Or, à différents égards, l’état du Monde continue à être préoccupant.

Éditorial

 

 

La crise climatique, en particulier, est un exemple éloquent de situation à laquelle il faudra enfin nous attaquer, et ce dans l’urgence puisque nous avons déjà trop tardé. D’une part, des scientifiques appellent à l’action politique; d’autre part, des citoyen-ne-s, dont un grand nombre d’étudiant-e-s, exigent des élu-e-s des actions courageuses orientées vers une transition énergétique et socioéconomique. De plus, des conversations se déploient dans l’espace médiatique relativement à la protection de la liberté universitaire et à la mission des universités.

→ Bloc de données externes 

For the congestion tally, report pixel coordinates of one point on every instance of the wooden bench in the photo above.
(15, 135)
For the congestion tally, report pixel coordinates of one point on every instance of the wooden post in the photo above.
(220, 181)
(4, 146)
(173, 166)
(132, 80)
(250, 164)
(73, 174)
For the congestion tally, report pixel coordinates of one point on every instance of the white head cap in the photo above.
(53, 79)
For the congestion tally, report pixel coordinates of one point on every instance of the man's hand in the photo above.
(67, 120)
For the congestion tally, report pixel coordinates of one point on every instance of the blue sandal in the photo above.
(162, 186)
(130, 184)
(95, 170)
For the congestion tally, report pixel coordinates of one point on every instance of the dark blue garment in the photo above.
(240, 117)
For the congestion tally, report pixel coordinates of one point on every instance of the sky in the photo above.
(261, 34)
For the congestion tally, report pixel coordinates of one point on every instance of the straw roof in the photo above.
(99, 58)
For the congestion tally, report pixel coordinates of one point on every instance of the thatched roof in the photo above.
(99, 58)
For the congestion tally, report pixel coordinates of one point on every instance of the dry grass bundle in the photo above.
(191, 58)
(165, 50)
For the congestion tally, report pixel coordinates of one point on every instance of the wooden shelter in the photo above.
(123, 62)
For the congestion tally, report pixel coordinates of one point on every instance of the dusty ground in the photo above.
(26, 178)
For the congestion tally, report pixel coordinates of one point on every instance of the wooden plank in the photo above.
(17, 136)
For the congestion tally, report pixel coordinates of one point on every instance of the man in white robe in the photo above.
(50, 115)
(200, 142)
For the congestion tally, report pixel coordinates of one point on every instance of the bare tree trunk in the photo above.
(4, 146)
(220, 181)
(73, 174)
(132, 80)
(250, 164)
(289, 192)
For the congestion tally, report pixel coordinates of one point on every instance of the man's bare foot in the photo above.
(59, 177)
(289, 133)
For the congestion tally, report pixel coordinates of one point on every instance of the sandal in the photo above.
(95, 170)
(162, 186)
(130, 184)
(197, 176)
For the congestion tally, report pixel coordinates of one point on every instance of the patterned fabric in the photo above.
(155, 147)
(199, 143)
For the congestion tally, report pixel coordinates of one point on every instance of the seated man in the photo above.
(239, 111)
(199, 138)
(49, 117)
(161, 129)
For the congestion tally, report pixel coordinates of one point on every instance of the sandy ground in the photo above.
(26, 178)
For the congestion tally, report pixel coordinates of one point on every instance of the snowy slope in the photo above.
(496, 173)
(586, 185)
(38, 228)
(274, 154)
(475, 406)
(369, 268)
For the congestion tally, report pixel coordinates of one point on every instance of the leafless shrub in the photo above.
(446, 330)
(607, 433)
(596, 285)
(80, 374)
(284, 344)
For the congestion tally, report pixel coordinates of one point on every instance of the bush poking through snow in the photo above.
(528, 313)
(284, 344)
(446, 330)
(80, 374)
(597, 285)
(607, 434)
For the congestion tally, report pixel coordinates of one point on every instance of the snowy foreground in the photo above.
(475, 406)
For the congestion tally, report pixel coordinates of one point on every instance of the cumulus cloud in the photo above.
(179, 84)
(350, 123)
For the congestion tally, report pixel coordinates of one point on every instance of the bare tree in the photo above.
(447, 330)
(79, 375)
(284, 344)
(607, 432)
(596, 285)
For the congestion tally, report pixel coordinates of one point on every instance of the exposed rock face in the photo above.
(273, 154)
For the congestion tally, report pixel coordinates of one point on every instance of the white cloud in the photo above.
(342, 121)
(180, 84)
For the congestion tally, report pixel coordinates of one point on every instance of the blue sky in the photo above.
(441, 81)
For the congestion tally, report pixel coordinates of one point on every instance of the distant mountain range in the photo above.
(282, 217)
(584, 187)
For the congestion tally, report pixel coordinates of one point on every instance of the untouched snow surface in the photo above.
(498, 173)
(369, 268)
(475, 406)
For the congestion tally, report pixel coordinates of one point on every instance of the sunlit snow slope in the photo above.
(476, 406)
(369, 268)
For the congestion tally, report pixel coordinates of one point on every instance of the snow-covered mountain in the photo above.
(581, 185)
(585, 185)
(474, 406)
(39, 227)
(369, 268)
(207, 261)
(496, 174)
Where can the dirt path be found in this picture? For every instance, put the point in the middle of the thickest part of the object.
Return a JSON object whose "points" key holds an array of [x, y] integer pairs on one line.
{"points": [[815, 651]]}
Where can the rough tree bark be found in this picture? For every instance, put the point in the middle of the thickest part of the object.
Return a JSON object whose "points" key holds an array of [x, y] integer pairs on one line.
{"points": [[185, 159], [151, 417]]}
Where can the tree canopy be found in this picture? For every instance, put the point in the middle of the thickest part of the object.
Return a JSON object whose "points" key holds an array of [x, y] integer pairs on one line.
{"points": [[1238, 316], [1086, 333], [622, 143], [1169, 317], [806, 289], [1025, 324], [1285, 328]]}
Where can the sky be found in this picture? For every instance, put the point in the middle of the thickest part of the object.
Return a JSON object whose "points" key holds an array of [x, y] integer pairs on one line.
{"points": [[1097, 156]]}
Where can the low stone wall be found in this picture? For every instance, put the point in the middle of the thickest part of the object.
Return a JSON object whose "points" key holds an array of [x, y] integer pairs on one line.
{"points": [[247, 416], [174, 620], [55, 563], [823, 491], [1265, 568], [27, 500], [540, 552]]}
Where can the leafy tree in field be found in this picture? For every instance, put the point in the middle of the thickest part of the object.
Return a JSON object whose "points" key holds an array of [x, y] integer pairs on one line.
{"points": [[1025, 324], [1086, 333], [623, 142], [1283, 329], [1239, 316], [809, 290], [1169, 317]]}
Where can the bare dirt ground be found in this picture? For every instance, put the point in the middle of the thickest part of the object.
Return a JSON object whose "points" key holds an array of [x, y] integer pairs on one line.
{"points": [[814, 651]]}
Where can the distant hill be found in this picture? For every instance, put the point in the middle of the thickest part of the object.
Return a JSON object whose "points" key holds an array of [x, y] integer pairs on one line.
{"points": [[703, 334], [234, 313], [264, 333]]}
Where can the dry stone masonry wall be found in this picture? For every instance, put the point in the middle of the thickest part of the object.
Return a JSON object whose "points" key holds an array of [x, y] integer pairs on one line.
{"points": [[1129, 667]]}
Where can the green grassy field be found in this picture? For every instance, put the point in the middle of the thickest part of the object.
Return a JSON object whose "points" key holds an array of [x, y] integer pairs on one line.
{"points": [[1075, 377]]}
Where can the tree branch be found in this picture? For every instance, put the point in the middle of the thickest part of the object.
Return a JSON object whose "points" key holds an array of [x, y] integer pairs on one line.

Ces dernières gagneraient par ailleurs à davantage mettre à contribution les résultats de la recherche menée entre leurs murs dans les processus de prise de décisions politiques.

Dans ce dossier, vous retrouverez, chères lectrices, chers lecteurs, huit textes portant sur l’état du Monde, la recherche publique et la politique, celle-ci entendue au sens large.

Manger notre Saint-Laurent : un projet de société alimenté par la science, l’article de Mélanie Lemire et de ses collaborateurs, fait un tour d’horizon des activités menées par les membres du projet Manger notre Saint-Laurent, une initiative promouvant et faisant connaître l’alimentation basée sur des ressources locales issues du fleuve Saint-Laurent. Ces personnes proviennent de divers milieux : recherche, alimentation, journalisme, marketing, etc. Ils ont notamment mené une enquête sur les habitudes alimentaires de certaines communautés de l’est du Québec, publié un ouvrage documentant les liens entre les communautés maritimes québécoises et le secteur des pêches, préparé une campagne d’information et de sensibilisation, et elles s’affairent à développer des outils de mobilisation des connaissances.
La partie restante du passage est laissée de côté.